Search code examples
postgresqlindexingpostgresql-performance

Postgres using an index for one table but not another


I have three tables in my app, call them tableA, tableB, and tableC. tableA has fields for tableB_id and tableC_id, with indexes on both. tableB has a field foo with an index, and tableC has a field bar with an index.

When I do the following query:

select * 
from tableA 
  left outer join tableB on tableB.id = tableA.tableB_id 
where lower(tableB.foo) = lower(my_input)

it is really slow (~1 second).

When I do the following query:

select * 
from tableA 
   left outer join tableC on tableC.id = tabelA.tableC_id 
where lower(tableC.bar) = lower(my_input)

it is really fast (~20 ms).

From what I can tell, the tables are about the same size.

Any ideas as to the huge performance difference between the two queries?


UPDATES

Table sizes:

  • tableA: 2061392 rows

  • tableB: 175339 rows

  • tableC: 1888912 rows


tag info

Postgres version - 9.3.5

Full text of the queries are above.

Explain plans - tableB tableC

Relevant info from tables:

  • tableA
    • tableB_id, integer, no modifiers, storage plain
      • "index_tableA_on_tableB_id" btree (tableB_id)
    • tableC_id, integer, no modifiers, storage plain,
      • "index_tableA_on_tableB_id" btree (tableC_id)
  • tableB
    • id, integer, not null default nextval('tableB_id_seq'::regclass), storage plain
      • "tableB_pkey" PRIMARY_KEY, btree (id)
    • foo, character varying(255), no modifiers, storage extended
      • "index_tableB_on_lower_foo_tableD" UNIQUE, btree (lower(foo::text), tableD_id)
        • tableD is a separate table that is otherwise irrelevant
  • tableC
    • id, integer, not null default nextval('tableC_id_seq'::regclass), storage plain
      • "tableC_pkey" PRIMARY_KEY, btree (id)
    • bar, character varying(255), no modifiers, storage extended
      • "index_tableC_on_tableB_id_and_bar" UNIQUE, btree (tableB_id, bar)
      • "index_tableC_on_lower_bar" btree (lower(bar::text))

Hardware:

  • OS X 10.10.2

  • CPU: 1.4 GHz Intel Core i5

  • Memory: 8 GB 1600 MHz DDR3

  • Graphics: Intel HD Graphics 5000 1536 MB


Solution

Looks like running vacuum and then analyze on all three tables fixed the issue. After running the commands, the slow query started using "index_patients_on_foo_tableD".


Solution

  • The other thing is that you have your indexed columns queried as lower() , which can also be creating a partial index when the query is running.

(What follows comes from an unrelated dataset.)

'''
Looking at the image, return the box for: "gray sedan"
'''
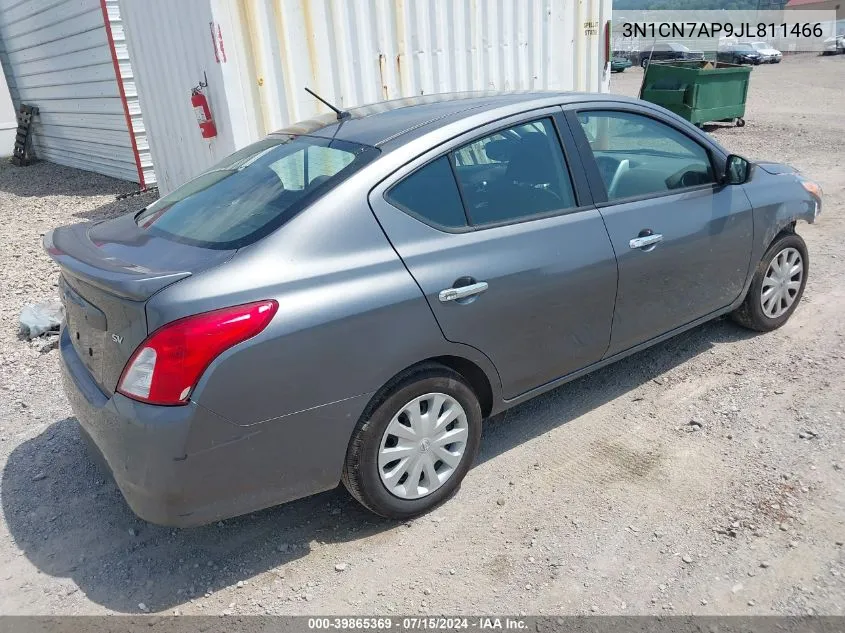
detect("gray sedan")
[46,92,822,526]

    If you will always query the column as lower() then your column should be indexed as lower(column_name) as in:

    create index idx_1 on tableb(lower(foo));
    

    Also, have you looked at the execution plan? This will answer all your questions if you can see how it is querying the tables.

    Honestly, there are many factors to this. The best solution is to study up on INDEXES, specifically in Postgres so you can see how they work. It is a bit of holistic subject, you can't really answer all your problems with a minimal understanding of how they work.

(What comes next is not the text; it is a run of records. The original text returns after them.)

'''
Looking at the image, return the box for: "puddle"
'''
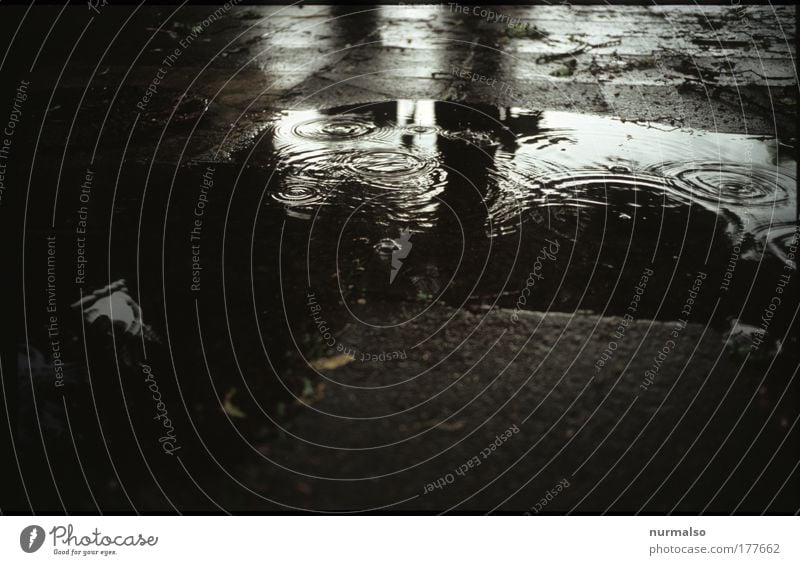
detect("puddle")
[231,100,795,332]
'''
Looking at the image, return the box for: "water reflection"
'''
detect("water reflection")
[241,100,796,329]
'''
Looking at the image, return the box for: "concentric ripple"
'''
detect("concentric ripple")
[284,115,379,141]
[747,221,800,268]
[484,170,689,238]
[270,113,405,152]
[542,171,684,202]
[272,147,446,223]
[271,182,323,206]
[651,161,794,209]
[343,149,443,190]
[271,148,348,206]
[404,124,441,135]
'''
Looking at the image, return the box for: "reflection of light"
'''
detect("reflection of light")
[510,110,786,175]
[396,99,415,126]
[286,110,319,122]
[395,100,438,150]
[509,107,540,119]
[413,100,435,127]
[411,100,437,150]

    For instance, Postgres has an initial "lets look at these tables and see how we should query them" before the query runs. It looks over all tables, how big each of the tables are, what indexes exist, etc. and then figures out how the query should run. THEN it executes it. Oftentimes, this is what is wrong. The engine incorrectly determines how to execute it.

    A lot of the calculations of this are done off of the summarized table statistics. You can reset the summarized table statistics for any table by doing:

    vacuum [table_name];
    

    (this helps to prevent bloating from dead rows)

    and then:

    analyze [table_name];
    

    I haven't always seen this work, but often times it helps.

    ANyway, so best bet is to:

    a) Study up on Postgres indexes (a SIMPLE write up, not something ridiculously complex) b) Study up the execution plan of the query c) Using your understanding of Postgres indexes and how the query plan is executing, you cannot help but solve the exact problem.